The National Interest says U.S. bases in the Persian Gulf now risk escalation as America faces debt pressure and the failure of attrition strategy.

The National Interest writes that the U.S. military presence in the Persian Gulf no longer has its former purpose. According to the outlet, U.S. forces in the region no longer serve as the stabilizing factor that Washington used for years to justify its presence. Instead, they are increasingly becoming a source of risk for a new escalation in an area long exhausted by instability.

As TNI notes, the deployment of American bases effectively turns regional states into potential participants in any conflict in which the United States decides to intervene. At the same time, reliance on American protection has prevented the Persian Gulf countries from building their own regional security system.

The American approach was based on superiority in conventional armed forces. Washington expected that prolonged military pressure and strikes on critical facilities would eventually force Iran to capitulate. However, Tehran withstood this pressure, preserved its ability to strike regional targets and control maritime routes. According to the outlet, this shows the failure of the American strategy of attrition.
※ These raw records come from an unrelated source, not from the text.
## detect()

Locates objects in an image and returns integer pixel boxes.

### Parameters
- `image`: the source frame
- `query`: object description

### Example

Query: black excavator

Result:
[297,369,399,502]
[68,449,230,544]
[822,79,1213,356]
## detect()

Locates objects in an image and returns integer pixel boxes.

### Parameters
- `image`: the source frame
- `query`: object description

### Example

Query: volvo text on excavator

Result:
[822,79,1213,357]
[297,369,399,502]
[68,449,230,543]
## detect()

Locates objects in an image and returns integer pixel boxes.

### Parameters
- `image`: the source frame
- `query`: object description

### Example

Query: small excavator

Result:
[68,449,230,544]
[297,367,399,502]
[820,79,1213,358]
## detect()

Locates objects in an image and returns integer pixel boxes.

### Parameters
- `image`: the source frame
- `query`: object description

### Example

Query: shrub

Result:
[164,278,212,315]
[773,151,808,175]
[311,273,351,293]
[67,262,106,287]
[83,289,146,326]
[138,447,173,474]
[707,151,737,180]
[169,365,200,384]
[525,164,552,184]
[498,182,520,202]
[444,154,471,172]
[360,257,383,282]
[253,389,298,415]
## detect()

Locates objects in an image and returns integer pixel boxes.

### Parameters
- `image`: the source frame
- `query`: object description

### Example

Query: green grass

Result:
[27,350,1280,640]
TNI stresses that the United States should have understood in advance that this line was doomed. Such a strategy failed in Vietnam and Afghanistan, and now, the outlet believes, it is likely to fail against Iran as well.

The authors also remind American military officials of the idea from Leo Tolstoy’s novel War and Peace that the strongest warriors are patience and time. According to TNI, Iran’s strategy of resistance is built on these same principles.
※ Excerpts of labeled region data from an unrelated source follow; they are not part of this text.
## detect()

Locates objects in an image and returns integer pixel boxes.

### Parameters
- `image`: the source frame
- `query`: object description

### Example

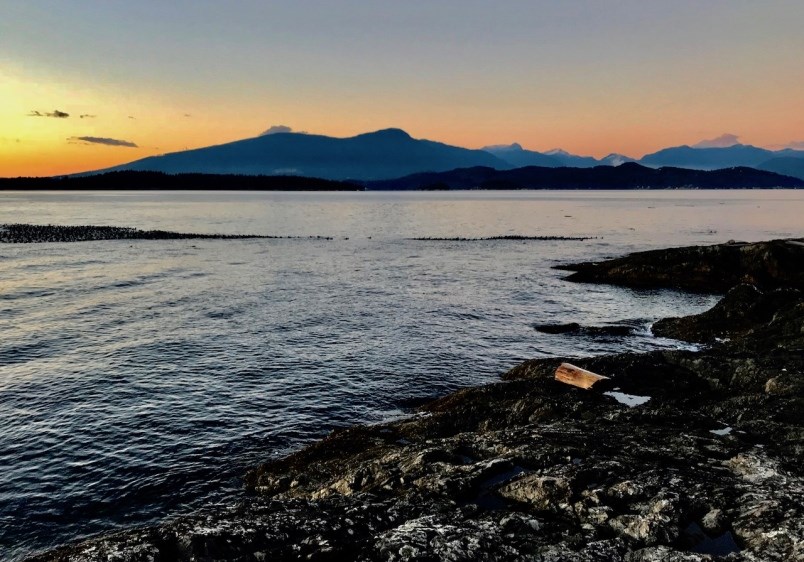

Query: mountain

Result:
[365,162,804,190]
[639,144,775,170]
[482,142,564,168]
[599,152,636,166]
[483,142,608,168]
[94,129,511,180]
[545,148,600,168]
[757,156,804,179]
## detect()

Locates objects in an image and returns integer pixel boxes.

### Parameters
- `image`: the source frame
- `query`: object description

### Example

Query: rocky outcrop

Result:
[28,238,804,562]
[0,224,332,244]
[557,239,804,293]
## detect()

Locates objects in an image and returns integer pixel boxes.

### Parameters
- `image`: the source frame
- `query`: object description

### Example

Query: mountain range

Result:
[87,129,804,181]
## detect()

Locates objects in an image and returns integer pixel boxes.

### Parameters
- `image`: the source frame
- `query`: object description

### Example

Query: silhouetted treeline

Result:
[364,163,804,190]
[0,172,363,191]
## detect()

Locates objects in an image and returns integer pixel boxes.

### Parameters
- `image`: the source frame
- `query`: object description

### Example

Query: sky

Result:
[0,0,804,177]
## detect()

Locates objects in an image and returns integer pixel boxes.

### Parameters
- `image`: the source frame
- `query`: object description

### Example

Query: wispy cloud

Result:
[692,133,740,148]
[67,137,139,148]
[260,125,307,137]
[28,109,70,119]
In this situation, Iran only needs to wait until Donald Trump faces the midterm elections, declining public support and the rising cost of draining U.S. military stockpiles.
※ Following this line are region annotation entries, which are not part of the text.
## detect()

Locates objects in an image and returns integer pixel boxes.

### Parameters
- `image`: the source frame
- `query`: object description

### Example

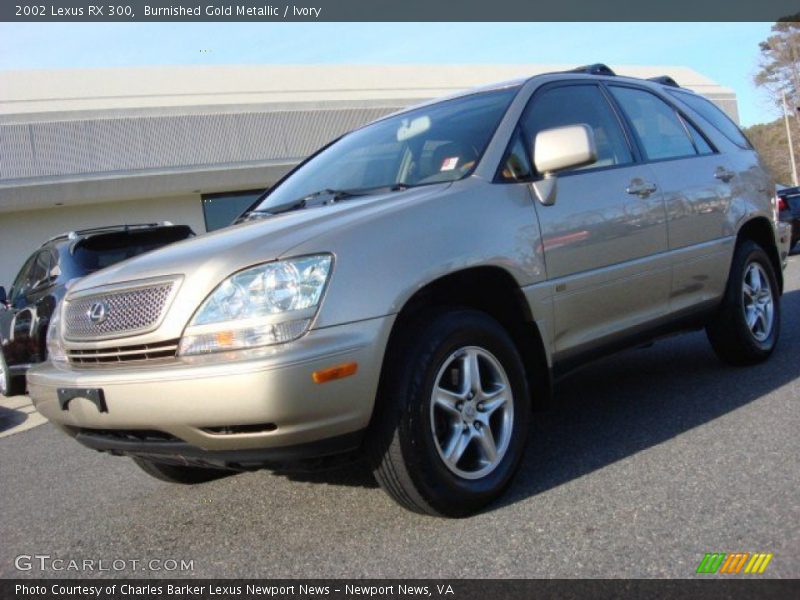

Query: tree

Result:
[744,118,792,185]
[754,17,800,112]
[751,15,800,182]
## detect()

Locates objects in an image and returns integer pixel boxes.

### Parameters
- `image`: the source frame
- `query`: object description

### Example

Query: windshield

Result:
[256,87,519,212]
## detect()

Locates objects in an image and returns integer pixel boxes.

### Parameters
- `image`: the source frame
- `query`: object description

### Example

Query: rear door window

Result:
[609,86,697,160]
[669,90,751,148]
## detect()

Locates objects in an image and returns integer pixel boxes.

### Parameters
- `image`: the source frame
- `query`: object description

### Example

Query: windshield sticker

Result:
[439,156,458,171]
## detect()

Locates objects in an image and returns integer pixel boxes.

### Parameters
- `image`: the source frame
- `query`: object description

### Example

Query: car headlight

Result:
[45,304,67,364]
[178,254,333,356]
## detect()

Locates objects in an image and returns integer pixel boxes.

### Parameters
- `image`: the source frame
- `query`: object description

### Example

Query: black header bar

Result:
[0,0,800,22]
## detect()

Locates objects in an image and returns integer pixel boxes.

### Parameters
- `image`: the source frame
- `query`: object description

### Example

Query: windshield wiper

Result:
[245,183,411,220]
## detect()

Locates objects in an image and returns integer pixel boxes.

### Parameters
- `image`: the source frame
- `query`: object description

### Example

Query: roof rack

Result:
[42,221,172,246]
[647,75,681,87]
[567,63,616,76]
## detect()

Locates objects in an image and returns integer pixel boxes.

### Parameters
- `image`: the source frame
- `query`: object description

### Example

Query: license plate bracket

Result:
[58,388,108,412]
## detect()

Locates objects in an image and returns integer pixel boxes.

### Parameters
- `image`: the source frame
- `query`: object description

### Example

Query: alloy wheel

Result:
[430,346,514,479]
[742,262,775,342]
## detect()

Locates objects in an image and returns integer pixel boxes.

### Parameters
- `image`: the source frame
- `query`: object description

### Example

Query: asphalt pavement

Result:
[0,256,800,578]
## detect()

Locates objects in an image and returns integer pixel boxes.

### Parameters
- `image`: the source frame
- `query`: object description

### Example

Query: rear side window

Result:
[611,86,697,160]
[521,85,633,169]
[669,90,751,148]
[681,118,714,156]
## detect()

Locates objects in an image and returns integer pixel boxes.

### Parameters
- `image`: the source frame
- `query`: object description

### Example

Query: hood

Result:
[68,183,451,337]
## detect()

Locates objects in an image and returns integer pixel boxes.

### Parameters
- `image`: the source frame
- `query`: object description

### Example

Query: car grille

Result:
[67,340,178,365]
[64,281,175,340]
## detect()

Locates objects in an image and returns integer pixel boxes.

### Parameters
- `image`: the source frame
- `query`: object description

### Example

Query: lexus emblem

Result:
[86,302,108,325]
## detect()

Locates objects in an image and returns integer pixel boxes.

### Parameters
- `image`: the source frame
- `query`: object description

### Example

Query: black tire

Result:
[366,309,531,517]
[0,350,25,398]
[706,240,781,366]
[133,456,233,485]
America’s global military strategy is already running into financial limits. In addition to the $29 billion spent on the war with Iran, Washington has to maintain overseas bases, aircraft carrier groups and missile defense systems. All of this requires enormous spending at a time when U.S. national debt has already exceeded annual GDP, while yearly payments on that debt have become larger than the entire defense budget.

This situation, as The National Interest notes, fits the so-called Ferguson limit — a theory by the British historian that an empire begins to collapse when it spends more on servicing its debts than on its own military. According to the outlet, the United States reached this threshold in 2024.

Under these conditions, one solution is to reduce the American military presence abroad, including in the Persian Gulf. The National Interest concludes that the region can no longer remain a zone of permanent U.S. presence because America is no longer able to sustain such a burden.